Please Note: Modifying permissions on system files is not supported and strongly discouraged. Doing so may lead to system instability, or unintended behavior. 

Once created we uploaded it to Intune we assigned it to all devices.

Please make sure you DON’T run this script using the logged on credentials as we need SYSTEM permissions to change the JSON file.

How the Script Works

The PowerShell script begins by checking whether the JSON file exists. Since it lives in System32 and is protected, only the TrustedInstaller account has write access. The script temporarily takes ownership of the file and grants SYSTEM full control so it can proceed.

Please Note: I changed the TargetRegion to: $targetRegion = (Get-Culture).TwoLetterISOLanguageName (Denmark --> please use the hardcoded part instead)

It then reads and parses the JSON content. It searches for the policy entry with the $comment set to “Automatic app sign-in” and inspects the conditions.region.disabled array. If the target region code (like “NL”) is present, it removes it.

Please Note: Of course, you can change the Automatic app sign-in comment to something else.. for example Uninstall Edge blocked

Before making any changes, the script creates a backup of the original JSON. Once the modification is complete, the script writes the file back to disk and restores the original ownership, to TrustedInstaller.
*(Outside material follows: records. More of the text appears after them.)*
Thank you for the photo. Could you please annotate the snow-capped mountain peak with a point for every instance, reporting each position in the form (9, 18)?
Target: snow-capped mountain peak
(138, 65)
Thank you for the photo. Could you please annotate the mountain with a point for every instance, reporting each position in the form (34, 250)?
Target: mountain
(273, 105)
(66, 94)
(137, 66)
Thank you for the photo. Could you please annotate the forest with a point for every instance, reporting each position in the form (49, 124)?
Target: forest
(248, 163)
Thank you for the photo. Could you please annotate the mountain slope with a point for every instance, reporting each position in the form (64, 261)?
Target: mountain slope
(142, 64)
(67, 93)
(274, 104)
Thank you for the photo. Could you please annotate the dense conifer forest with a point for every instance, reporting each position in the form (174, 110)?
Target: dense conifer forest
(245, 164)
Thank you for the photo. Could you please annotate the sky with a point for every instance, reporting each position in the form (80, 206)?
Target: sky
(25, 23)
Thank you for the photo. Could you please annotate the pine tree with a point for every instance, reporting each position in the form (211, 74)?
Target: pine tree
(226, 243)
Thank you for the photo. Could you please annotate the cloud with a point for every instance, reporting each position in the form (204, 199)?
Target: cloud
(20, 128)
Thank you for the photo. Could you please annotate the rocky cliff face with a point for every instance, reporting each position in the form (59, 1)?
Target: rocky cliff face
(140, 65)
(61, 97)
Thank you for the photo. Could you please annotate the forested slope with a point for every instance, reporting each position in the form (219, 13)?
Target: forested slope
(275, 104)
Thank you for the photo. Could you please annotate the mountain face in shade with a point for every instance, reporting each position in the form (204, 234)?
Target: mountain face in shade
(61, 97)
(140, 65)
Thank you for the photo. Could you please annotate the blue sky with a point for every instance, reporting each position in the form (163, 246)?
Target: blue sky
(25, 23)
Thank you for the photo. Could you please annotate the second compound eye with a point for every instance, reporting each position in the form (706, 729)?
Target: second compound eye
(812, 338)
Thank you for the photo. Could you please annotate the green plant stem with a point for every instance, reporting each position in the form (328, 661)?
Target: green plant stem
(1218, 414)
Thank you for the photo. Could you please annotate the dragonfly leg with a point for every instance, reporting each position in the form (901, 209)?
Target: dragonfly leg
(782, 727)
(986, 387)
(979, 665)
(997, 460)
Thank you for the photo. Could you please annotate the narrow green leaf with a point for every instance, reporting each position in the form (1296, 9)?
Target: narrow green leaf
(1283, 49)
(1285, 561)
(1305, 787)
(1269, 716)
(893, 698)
This method doesn’t interfere with how Windows determines region globally, and it keeps all other region-sensitive features untouched (at least I think so). You can even take it a step further and convert this script into a Proactive Remediation in Intune, scheduled to run hourly. That way, if an update or policy ever reverts the file, your remediation script will detect and fix it automatically, keeping the user experience consistent.

You can download the PowerShell Script below. Also, if you want to run this script manually on your device, you will need to have enough permissions (system –> Psexec -i -s powershell) to do so.

Conclusion

With a bit of IDA and Procmon and a targeted PowerShell script, we now have a reliable (but not supported) way to remove that pesky automatic app sign-in warning prompt on our shared devices.

Of course, you can also implement this PowerShell script on other NON shared devices but with the SSO prompt only showing once it’s maybe not worth the effort.